Kuhnigk hatte im Sommer 2013 zwei Wochen lang im Kreise der Sekte in Klosterzimmern inkognito gelebt und mit einer Kamerabrille und einer versteckten stationären Kamera gefilmt. Seine Reportage löste die aufsehenerregende Großrazzia in Klosterzimmern und Wörnitz aus. Seither leben bis heute etwa 30 Kinder von ihren Eltern getrennt bei Pflegefamilien oder in Heimen.

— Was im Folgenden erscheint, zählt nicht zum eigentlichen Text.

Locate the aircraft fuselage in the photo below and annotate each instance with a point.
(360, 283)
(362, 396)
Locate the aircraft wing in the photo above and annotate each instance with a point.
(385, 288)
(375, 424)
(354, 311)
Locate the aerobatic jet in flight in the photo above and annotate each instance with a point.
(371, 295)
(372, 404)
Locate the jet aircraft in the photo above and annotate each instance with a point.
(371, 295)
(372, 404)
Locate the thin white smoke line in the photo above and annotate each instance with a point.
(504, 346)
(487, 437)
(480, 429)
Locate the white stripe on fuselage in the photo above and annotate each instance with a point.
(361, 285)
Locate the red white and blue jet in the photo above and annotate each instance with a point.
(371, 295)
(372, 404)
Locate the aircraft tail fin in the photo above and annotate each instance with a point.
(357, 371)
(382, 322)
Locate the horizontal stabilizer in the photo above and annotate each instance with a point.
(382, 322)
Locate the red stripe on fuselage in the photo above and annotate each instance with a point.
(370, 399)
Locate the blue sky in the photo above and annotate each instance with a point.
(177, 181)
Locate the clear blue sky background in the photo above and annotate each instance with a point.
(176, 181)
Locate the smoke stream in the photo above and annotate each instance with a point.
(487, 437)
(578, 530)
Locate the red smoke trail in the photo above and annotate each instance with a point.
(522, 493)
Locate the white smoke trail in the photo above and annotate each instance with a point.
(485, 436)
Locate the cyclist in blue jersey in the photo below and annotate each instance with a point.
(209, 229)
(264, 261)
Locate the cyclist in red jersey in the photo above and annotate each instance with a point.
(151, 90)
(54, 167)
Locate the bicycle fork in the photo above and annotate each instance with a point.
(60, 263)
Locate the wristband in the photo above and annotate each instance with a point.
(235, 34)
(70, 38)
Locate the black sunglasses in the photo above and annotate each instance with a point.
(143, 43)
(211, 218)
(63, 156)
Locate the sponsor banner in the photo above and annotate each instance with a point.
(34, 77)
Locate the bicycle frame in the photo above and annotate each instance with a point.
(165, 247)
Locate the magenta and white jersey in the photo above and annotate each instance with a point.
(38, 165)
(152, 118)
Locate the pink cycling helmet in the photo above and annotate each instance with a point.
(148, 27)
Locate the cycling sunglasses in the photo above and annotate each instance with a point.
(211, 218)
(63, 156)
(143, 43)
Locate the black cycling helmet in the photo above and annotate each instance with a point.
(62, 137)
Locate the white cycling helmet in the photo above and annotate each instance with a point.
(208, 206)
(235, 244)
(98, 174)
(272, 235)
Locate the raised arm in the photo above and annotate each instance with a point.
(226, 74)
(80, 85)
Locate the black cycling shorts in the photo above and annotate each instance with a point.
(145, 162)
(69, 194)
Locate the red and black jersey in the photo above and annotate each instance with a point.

Kuhnigk will das Ermittlungsverfahren selbst nicht kommentieren. Er zeigt sich aber "überzeugt", dass seine Aufnahmen "nicht rechtswidrig" seien, weil er sie "zur Wahrnehmung übergeordneter öffentlicher Interessen" gemacht habe. RTL habe die Bilder veröffentlicht, "um die Kinder zu schützen und ihr Leid zu beenden".

Das Kindeswohl sei in diesem Fall wichtiger als das Persönlichkeitsrecht der Eltern, betont Kuhnigk. So hätten auch das Oberlandesgericht Köln und das Bundesverfassungsgericht entschieden, als die Sekte eine Ausstrahlung des Filmes verhindern wollte. Ihr Antrag auf einstweilige Verfügung wurde abgelehnt.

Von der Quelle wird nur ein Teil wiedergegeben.